ArvinZhuang / DSI-transformers

A huggingface transformers implementation of "Transformer Memory as a Differentiable Search Index"
MIT License
154 stars 14 forks source link

DocIds overriding existing integer tokens? #10

Open WonbinKweon opened 1 week ago

WonbinKweon commented 1 week ago

I find you use the existing integer tokens in the tokenizer for DocIds. However, in the paper, the authors extent the token matrix for the DocIds (i.e., new tokens for integer DocIds) Did I understand correctly?

WonbinKweon commented 1 week ago

image

Actually, I tried to use new tokens for atomic id (one unique token for each document)

    new_tokens = list(set(train_dataset.train_data['text_id'] + test_dataset.train_data['text_id']))
    tokenizer.add_tokens(new_tokens)
    model.resize_token_embeddings(len(tokenizer))

    decode_vocab = np.array(tokenizer(new_tokens).input_ids)[:,0].tolist()
    def restrict_decode_vocab(batch_idx, prefix_beam):
        return decode_vocab

and get about Hits@1 0.3 / Hits@10 0.6 ("new_tok" in the figure), which is similar to the DSI paper. your code is "int"/"int2" in the figure

ArvinZhuang commented 1 week ago

Hi @WonbinKweon, good to see atomic id works well with our code! My original code was aiming to reproduce "Naive String Docid " setting, where no new token should be added into the vocab.

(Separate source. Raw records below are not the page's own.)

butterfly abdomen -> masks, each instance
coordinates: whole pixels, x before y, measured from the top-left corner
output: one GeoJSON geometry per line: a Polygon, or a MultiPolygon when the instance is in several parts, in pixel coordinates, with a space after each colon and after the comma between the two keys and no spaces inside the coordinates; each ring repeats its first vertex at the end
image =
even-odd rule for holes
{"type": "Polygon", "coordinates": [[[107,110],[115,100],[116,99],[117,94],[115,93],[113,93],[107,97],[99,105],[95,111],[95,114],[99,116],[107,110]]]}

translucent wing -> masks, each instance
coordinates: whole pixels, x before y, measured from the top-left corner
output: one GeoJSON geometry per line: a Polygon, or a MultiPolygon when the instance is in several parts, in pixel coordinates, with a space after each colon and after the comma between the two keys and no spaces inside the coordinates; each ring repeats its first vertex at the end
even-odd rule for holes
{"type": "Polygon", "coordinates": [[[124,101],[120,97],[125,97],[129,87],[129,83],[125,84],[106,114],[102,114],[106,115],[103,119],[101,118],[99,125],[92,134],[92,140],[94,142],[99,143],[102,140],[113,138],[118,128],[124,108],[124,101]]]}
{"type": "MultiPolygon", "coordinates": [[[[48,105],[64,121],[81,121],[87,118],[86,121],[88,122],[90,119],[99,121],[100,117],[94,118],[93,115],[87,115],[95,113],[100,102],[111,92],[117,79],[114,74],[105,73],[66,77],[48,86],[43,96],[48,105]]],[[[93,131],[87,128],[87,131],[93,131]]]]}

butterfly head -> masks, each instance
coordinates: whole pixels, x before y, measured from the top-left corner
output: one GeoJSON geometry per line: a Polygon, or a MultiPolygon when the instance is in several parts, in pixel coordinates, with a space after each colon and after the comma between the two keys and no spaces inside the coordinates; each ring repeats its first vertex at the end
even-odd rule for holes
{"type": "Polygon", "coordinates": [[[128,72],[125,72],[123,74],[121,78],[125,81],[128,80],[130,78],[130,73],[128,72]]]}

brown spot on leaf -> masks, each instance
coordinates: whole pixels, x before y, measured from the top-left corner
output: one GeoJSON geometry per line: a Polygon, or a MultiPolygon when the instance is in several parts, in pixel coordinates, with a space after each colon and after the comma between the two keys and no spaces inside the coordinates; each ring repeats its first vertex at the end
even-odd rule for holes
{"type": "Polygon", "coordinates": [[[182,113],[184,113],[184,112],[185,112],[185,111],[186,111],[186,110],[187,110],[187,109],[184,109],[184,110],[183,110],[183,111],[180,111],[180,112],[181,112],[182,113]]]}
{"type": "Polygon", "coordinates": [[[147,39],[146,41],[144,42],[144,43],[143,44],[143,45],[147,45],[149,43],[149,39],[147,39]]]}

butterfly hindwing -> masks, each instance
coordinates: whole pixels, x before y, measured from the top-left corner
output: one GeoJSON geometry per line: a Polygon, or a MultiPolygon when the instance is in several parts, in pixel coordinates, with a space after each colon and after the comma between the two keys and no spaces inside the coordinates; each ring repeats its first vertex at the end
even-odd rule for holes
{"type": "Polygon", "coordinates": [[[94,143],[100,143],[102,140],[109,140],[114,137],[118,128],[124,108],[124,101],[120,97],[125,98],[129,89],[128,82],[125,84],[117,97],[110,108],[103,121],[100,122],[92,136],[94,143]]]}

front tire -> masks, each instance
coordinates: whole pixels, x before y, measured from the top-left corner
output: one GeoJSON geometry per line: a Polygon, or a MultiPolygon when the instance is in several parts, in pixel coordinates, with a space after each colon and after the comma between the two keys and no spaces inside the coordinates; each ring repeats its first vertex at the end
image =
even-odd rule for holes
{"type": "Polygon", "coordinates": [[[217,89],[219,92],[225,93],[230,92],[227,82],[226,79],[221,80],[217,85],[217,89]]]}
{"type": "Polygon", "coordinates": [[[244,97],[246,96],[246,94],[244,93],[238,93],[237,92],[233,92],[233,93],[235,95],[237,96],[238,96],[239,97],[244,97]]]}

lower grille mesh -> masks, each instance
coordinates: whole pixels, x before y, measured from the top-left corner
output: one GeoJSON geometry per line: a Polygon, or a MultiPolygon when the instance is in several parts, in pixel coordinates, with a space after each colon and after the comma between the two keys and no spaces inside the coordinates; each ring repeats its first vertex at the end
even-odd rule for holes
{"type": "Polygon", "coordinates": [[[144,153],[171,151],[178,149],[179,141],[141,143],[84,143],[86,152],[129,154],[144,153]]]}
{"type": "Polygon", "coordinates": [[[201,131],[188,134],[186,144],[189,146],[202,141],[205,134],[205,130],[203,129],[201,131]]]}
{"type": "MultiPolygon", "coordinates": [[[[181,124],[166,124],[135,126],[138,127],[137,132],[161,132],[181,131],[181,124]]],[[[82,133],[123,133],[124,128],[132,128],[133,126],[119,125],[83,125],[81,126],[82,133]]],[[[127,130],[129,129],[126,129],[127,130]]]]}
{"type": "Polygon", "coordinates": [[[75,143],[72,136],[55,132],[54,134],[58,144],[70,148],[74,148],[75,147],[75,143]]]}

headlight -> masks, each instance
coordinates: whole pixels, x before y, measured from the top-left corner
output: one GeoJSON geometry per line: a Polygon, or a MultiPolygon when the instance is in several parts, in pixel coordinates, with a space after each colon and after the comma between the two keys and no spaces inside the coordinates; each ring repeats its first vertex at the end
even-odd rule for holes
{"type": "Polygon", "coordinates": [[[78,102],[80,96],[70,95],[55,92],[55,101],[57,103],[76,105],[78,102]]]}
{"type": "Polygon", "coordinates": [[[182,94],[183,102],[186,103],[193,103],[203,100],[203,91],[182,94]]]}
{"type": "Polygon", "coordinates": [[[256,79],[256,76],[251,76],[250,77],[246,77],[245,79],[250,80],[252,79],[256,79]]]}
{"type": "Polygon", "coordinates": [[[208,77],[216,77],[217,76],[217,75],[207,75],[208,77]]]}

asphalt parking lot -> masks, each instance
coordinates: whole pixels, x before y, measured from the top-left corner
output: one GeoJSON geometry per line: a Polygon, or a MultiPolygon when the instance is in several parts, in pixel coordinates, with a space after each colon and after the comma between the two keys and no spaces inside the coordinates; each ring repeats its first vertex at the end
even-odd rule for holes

WonbinKweon commented 1 week ago

I see. I tried Naive string Docid with new tokens, but it shows poor performance. I don't know why. After all, thank you for your codes!

WonbinKweon commented 4 days ago

image I found that using constrained beam search with trie shows slightly better performance. (int1_10k vs int1_trie)

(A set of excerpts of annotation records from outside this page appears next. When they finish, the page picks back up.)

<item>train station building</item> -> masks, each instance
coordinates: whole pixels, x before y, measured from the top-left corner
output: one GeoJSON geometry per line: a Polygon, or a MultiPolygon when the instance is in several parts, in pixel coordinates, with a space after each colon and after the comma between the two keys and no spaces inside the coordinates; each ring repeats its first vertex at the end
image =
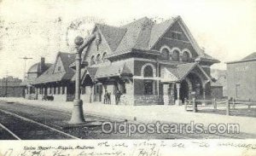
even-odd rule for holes
{"type": "MultiPolygon", "coordinates": [[[[219,61],[200,48],[181,17],[158,24],[145,17],[120,27],[96,24],[96,32],[100,39],[82,53],[82,61],[89,64],[81,74],[84,102],[102,102],[106,93],[111,104],[120,105],[182,104],[191,94],[211,96],[210,66],[219,61]]],[[[59,52],[55,61],[28,83],[37,99],[48,95],[73,99],[74,59],[74,54],[59,52]]]]}
{"type": "Polygon", "coordinates": [[[226,64],[229,97],[256,101],[256,53],[226,64]]]}

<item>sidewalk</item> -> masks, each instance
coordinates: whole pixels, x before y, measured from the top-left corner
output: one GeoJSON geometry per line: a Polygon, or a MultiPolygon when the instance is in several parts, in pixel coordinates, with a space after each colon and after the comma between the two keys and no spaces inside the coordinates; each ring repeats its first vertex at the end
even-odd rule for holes
{"type": "MultiPolygon", "coordinates": [[[[73,102],[42,101],[23,98],[0,98],[3,101],[20,102],[55,110],[71,112],[73,102]]],[[[240,131],[256,135],[256,118],[249,117],[226,116],[210,113],[185,112],[181,106],[118,106],[102,103],[84,103],[84,113],[106,117],[133,120],[139,122],[194,123],[203,124],[239,124],[240,131]]]]}

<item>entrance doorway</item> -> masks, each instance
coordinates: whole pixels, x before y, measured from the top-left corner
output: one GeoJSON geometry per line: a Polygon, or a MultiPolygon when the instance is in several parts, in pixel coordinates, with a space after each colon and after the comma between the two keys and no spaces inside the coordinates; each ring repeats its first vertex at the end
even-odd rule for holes
{"type": "Polygon", "coordinates": [[[102,84],[94,85],[94,101],[102,101],[102,84]]]}
{"type": "Polygon", "coordinates": [[[180,99],[184,103],[184,99],[189,99],[189,84],[185,80],[183,80],[180,85],[180,99]]]}

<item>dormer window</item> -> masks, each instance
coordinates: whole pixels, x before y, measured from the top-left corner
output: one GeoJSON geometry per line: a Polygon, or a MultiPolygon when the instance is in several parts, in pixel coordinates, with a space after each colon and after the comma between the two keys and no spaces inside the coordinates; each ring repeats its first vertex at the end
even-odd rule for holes
{"type": "Polygon", "coordinates": [[[183,54],[183,61],[189,61],[189,54],[188,51],[184,51],[183,54]]]}
{"type": "Polygon", "coordinates": [[[169,59],[170,58],[170,51],[166,48],[164,48],[162,49],[162,56],[163,56],[164,59],[169,59]]]}
{"type": "Polygon", "coordinates": [[[91,65],[94,65],[95,64],[95,60],[94,60],[95,58],[94,58],[94,55],[92,55],[91,57],[90,57],[90,66],[91,65]]]}
{"type": "Polygon", "coordinates": [[[177,51],[177,49],[172,51],[172,60],[179,61],[179,51],[177,51]]]}
{"type": "Polygon", "coordinates": [[[106,59],[106,55],[107,55],[107,53],[105,52],[105,53],[103,53],[103,55],[102,55],[102,61],[103,62],[106,62],[108,60],[106,59]]]}
{"type": "Polygon", "coordinates": [[[96,56],[96,63],[101,63],[101,55],[98,54],[97,56],[96,56]]]}
{"type": "Polygon", "coordinates": [[[171,49],[167,45],[164,45],[160,48],[160,53],[162,59],[169,60],[171,49]]]}
{"type": "Polygon", "coordinates": [[[182,32],[172,32],[172,38],[181,40],[182,39],[182,32]]]}

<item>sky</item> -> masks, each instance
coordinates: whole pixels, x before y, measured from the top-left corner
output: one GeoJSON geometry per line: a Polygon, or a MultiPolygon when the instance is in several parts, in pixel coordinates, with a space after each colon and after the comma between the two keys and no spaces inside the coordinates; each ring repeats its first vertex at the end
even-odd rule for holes
{"type": "Polygon", "coordinates": [[[23,78],[24,56],[32,58],[27,70],[41,56],[52,63],[58,51],[73,52],[74,37],[85,37],[95,23],[118,26],[177,15],[221,61],[212,68],[225,69],[224,62],[256,52],[255,0],[0,0],[0,78],[23,78]]]}

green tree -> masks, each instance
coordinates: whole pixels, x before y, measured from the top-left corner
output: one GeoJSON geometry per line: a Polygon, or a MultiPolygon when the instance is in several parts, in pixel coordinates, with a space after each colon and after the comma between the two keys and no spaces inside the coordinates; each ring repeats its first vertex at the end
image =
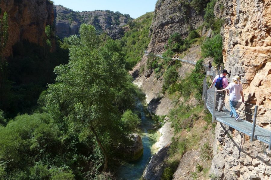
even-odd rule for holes
{"type": "Polygon", "coordinates": [[[222,36],[218,34],[211,38],[206,39],[201,45],[201,53],[204,57],[212,57],[216,64],[220,64],[223,63],[222,47],[222,36]]]}
{"type": "Polygon", "coordinates": [[[129,130],[135,130],[137,126],[140,124],[140,119],[138,116],[133,113],[130,109],[127,110],[123,113],[121,121],[126,128],[129,130]]]}
{"type": "Polygon", "coordinates": [[[114,41],[109,39],[98,48],[95,28],[85,24],[79,33],[80,43],[70,48],[68,64],[55,68],[57,83],[48,86],[47,108],[64,131],[69,124],[89,130],[103,154],[106,171],[107,149],[123,134],[120,128],[118,92],[125,89],[129,79],[114,41]]]}

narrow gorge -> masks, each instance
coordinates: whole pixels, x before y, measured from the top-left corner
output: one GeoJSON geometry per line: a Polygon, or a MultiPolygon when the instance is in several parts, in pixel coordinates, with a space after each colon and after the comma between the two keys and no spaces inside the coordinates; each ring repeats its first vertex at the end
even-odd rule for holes
{"type": "Polygon", "coordinates": [[[270,145],[213,122],[203,87],[238,76],[242,121],[270,132],[271,0],[55,4],[0,0],[0,179],[271,178],[270,145]]]}

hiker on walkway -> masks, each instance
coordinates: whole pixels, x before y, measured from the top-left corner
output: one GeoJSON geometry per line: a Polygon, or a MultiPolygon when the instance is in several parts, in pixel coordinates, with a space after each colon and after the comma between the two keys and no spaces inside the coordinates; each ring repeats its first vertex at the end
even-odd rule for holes
{"type": "Polygon", "coordinates": [[[208,68],[209,68],[209,74],[211,75],[211,68],[212,68],[212,64],[211,61],[209,61],[208,63],[208,68]]]}
{"type": "MultiPolygon", "coordinates": [[[[213,85],[214,84],[215,87],[216,88],[216,90],[220,90],[223,89],[229,85],[228,80],[226,78],[226,76],[229,73],[226,69],[222,70],[222,74],[217,75],[214,78],[211,85],[210,88],[212,88],[213,85]]],[[[216,109],[220,111],[223,111],[222,108],[223,105],[225,103],[225,92],[219,92],[216,93],[216,109]]]]}
{"type": "Polygon", "coordinates": [[[238,121],[240,115],[236,111],[235,107],[239,100],[242,97],[242,102],[245,102],[244,94],[243,93],[243,86],[240,83],[240,78],[238,76],[235,76],[232,78],[232,82],[226,88],[216,92],[221,92],[226,90],[227,94],[229,92],[229,104],[231,108],[230,116],[232,117],[234,115],[235,117],[235,121],[238,121]]]}

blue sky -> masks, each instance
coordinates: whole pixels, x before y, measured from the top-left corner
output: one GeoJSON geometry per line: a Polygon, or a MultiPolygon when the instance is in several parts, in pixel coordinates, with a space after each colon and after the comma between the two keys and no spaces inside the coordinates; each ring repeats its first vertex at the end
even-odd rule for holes
{"type": "Polygon", "coordinates": [[[157,0],[53,0],[55,5],[61,5],[74,11],[108,10],[129,14],[136,18],[154,11],[157,0]]]}

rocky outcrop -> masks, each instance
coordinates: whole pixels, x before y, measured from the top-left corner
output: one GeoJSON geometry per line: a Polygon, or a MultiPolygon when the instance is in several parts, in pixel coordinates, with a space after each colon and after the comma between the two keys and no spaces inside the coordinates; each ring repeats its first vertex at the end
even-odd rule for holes
{"type": "Polygon", "coordinates": [[[211,173],[218,179],[270,179],[271,151],[265,154],[259,141],[250,142],[249,136],[231,130],[217,123],[211,173]]]}
{"type": "MultiPolygon", "coordinates": [[[[246,102],[259,106],[256,124],[271,129],[271,0],[223,3],[225,68],[231,77],[241,77],[246,102]]],[[[254,113],[252,106],[238,105],[254,113]]],[[[248,121],[253,118],[241,114],[248,121]]],[[[259,141],[251,142],[250,137],[218,123],[215,134],[211,172],[219,179],[270,179],[271,158],[263,148],[267,155],[271,152],[266,145],[263,148],[259,141]]]]}
{"type": "Polygon", "coordinates": [[[138,159],[143,154],[143,144],[141,137],[137,134],[131,134],[129,138],[132,141],[130,145],[122,146],[118,148],[121,158],[126,160],[138,159]]]}
{"type": "Polygon", "coordinates": [[[184,7],[179,1],[159,0],[150,28],[149,35],[152,37],[148,47],[148,51],[154,53],[163,51],[171,35],[177,32],[186,37],[189,28],[196,29],[203,23],[202,15],[197,14],[193,8],[184,7]]]}
{"type": "Polygon", "coordinates": [[[143,172],[143,179],[158,180],[161,179],[167,165],[164,160],[168,157],[167,151],[169,148],[169,146],[165,147],[151,157],[143,172]]]}
{"type": "Polygon", "coordinates": [[[107,35],[114,40],[120,39],[124,33],[124,29],[117,27],[107,27],[105,30],[105,32],[107,35]]]}
{"type": "Polygon", "coordinates": [[[45,26],[53,24],[53,5],[49,0],[1,1],[0,18],[5,12],[8,16],[8,39],[4,56],[12,54],[12,46],[23,40],[44,44],[45,26]]]}
{"type": "Polygon", "coordinates": [[[109,10],[75,12],[59,5],[55,7],[54,11],[56,34],[61,38],[78,34],[80,25],[84,23],[93,25],[99,32],[112,28],[107,32],[112,38],[119,38],[123,35],[124,32],[120,27],[125,26],[132,19],[129,15],[109,10]]]}
{"type": "Polygon", "coordinates": [[[167,122],[158,131],[161,136],[154,145],[159,150],[169,145],[171,143],[172,138],[174,135],[174,129],[171,127],[172,124],[171,122],[167,122]]]}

docids = list(set(train_dataset.train_data['text_id'] + test_dataset.train_data['text_id']))

new_docids = {}
for idx, docid in enumerate(docids):
    new_docid = str(idx)
    new_docids[docid] = new_docid

train_dataset.new_docids = new_docids
eval_dataset.new_docids = new_docids
test_dataset.new_docids = new_docids

# new dv
t = pygtrie.Trie()
for k in list(new_docids.keys()):
    t[[0]+tokenizer(new_docids[k]).input_ids] = k ## 앞에 0(pad), 뒤에 1(eos)

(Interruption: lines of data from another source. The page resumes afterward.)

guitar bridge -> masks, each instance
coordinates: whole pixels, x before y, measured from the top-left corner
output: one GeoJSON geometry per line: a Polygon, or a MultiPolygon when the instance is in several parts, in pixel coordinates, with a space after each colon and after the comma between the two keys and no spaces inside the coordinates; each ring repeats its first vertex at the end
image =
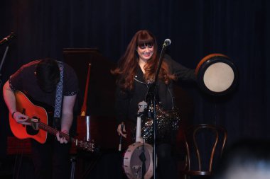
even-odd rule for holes
{"type": "Polygon", "coordinates": [[[31,119],[31,126],[34,130],[38,130],[38,122],[39,120],[37,118],[32,118],[31,119]]]}

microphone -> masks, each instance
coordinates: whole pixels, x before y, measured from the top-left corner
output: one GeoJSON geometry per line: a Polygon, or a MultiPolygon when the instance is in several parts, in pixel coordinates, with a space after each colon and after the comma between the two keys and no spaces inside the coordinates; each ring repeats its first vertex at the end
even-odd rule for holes
{"type": "Polygon", "coordinates": [[[171,41],[170,39],[167,38],[164,40],[164,43],[162,45],[163,47],[166,47],[171,44],[171,41]]]}
{"type": "Polygon", "coordinates": [[[9,41],[11,40],[14,37],[16,37],[16,34],[14,33],[11,33],[7,37],[4,37],[3,40],[0,41],[0,45],[2,45],[9,41]]]}

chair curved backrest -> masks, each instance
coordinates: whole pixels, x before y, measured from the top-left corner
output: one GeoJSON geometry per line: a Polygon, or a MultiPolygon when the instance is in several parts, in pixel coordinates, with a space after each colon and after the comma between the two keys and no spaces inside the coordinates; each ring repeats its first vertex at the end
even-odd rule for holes
{"type": "Polygon", "coordinates": [[[227,131],[221,126],[193,125],[184,131],[186,158],[180,174],[210,175],[213,163],[222,154],[227,131]]]}

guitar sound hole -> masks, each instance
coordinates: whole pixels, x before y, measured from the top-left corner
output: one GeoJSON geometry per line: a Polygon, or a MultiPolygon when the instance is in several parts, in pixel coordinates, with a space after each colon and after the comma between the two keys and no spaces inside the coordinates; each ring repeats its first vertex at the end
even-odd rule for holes
{"type": "MultiPolygon", "coordinates": [[[[38,119],[38,117],[36,116],[33,117],[32,118],[33,119],[38,119]]],[[[33,124],[33,125],[35,125],[35,124],[33,124]]],[[[32,126],[27,125],[26,126],[26,132],[27,132],[27,134],[28,134],[29,135],[36,135],[38,133],[39,129],[35,130],[32,126]]]]}

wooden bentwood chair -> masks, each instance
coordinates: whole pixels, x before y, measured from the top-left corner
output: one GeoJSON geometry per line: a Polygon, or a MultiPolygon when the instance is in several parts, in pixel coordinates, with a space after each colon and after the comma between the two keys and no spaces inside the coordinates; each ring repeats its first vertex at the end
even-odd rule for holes
{"type": "Polygon", "coordinates": [[[193,125],[184,131],[185,161],[180,175],[210,176],[213,164],[221,157],[227,131],[222,127],[210,125],[193,125]]]}

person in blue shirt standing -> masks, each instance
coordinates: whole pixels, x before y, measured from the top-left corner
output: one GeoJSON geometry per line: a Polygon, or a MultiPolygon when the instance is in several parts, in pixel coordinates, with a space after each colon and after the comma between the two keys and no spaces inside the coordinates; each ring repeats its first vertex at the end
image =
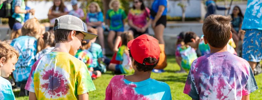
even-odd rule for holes
{"type": "Polygon", "coordinates": [[[206,5],[207,6],[206,14],[205,17],[206,18],[210,15],[216,14],[216,9],[219,10],[225,10],[230,9],[230,7],[226,8],[223,7],[220,7],[216,4],[216,0],[208,0],[206,2],[206,5]]]}
{"type": "Polygon", "coordinates": [[[163,34],[166,25],[166,13],[168,0],[155,0],[152,4],[150,18],[152,19],[152,27],[156,38],[159,44],[165,44],[163,34]]]}
{"type": "Polygon", "coordinates": [[[248,62],[253,72],[257,62],[260,62],[262,58],[262,11],[260,10],[262,3],[260,1],[248,1],[241,28],[246,31],[243,40],[242,57],[248,62]]]}

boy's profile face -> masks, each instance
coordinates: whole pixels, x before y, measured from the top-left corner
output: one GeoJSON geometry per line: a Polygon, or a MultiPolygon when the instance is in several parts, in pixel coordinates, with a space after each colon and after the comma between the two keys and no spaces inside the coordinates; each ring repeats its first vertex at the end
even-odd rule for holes
{"type": "Polygon", "coordinates": [[[4,77],[8,77],[13,72],[13,71],[15,70],[15,65],[17,62],[17,57],[15,56],[13,56],[12,58],[5,61],[6,58],[5,57],[2,57],[0,58],[0,65],[2,65],[0,68],[0,70],[1,70],[1,76],[4,77]],[[5,60],[3,61],[3,60],[5,60]]]}
{"type": "MultiPolygon", "coordinates": [[[[73,31],[75,32],[75,31],[73,31]]],[[[84,39],[85,35],[82,33],[79,33],[78,34],[75,35],[76,32],[72,33],[71,32],[69,34],[70,36],[70,39],[72,39],[71,41],[71,45],[70,45],[70,50],[69,50],[69,54],[72,56],[74,56],[75,55],[75,54],[77,52],[77,50],[82,48],[82,44],[81,42],[84,39]]]]}

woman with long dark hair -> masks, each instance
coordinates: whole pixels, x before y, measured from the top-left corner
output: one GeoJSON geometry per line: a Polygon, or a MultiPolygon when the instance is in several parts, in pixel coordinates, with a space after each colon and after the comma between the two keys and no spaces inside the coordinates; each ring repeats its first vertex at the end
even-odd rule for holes
{"type": "Polygon", "coordinates": [[[241,34],[239,32],[242,26],[242,22],[244,16],[239,7],[236,6],[234,7],[233,13],[231,14],[232,20],[231,24],[232,38],[235,42],[236,47],[235,50],[237,52],[238,50],[238,41],[240,39],[241,34]]]}
{"type": "Polygon", "coordinates": [[[47,15],[50,20],[50,30],[53,30],[56,18],[67,15],[69,12],[62,0],[54,0],[54,5],[50,8],[47,15]]]}
{"type": "Polygon", "coordinates": [[[148,27],[151,20],[148,21],[150,10],[146,7],[143,0],[134,0],[133,7],[129,10],[128,18],[129,31],[134,35],[148,34],[148,27]]]}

def restrict_decode_vocab(batch_idx, prefix_beam):
    try:
        child = t._get_node(prefix_beam.tolist())[0].children
    except KeyError:
        print("key error:", prefix_beam)
        return [0]*10

    if len(child) == 1: ## OneChild
        return [child.step]*10
    elif len(child) == 0: ## leaf
        if type(child) != pygtrie._NoChildren:
            print("no child:", prefix_beam)
        return [0]*10
    else: ## Children
        return list(child)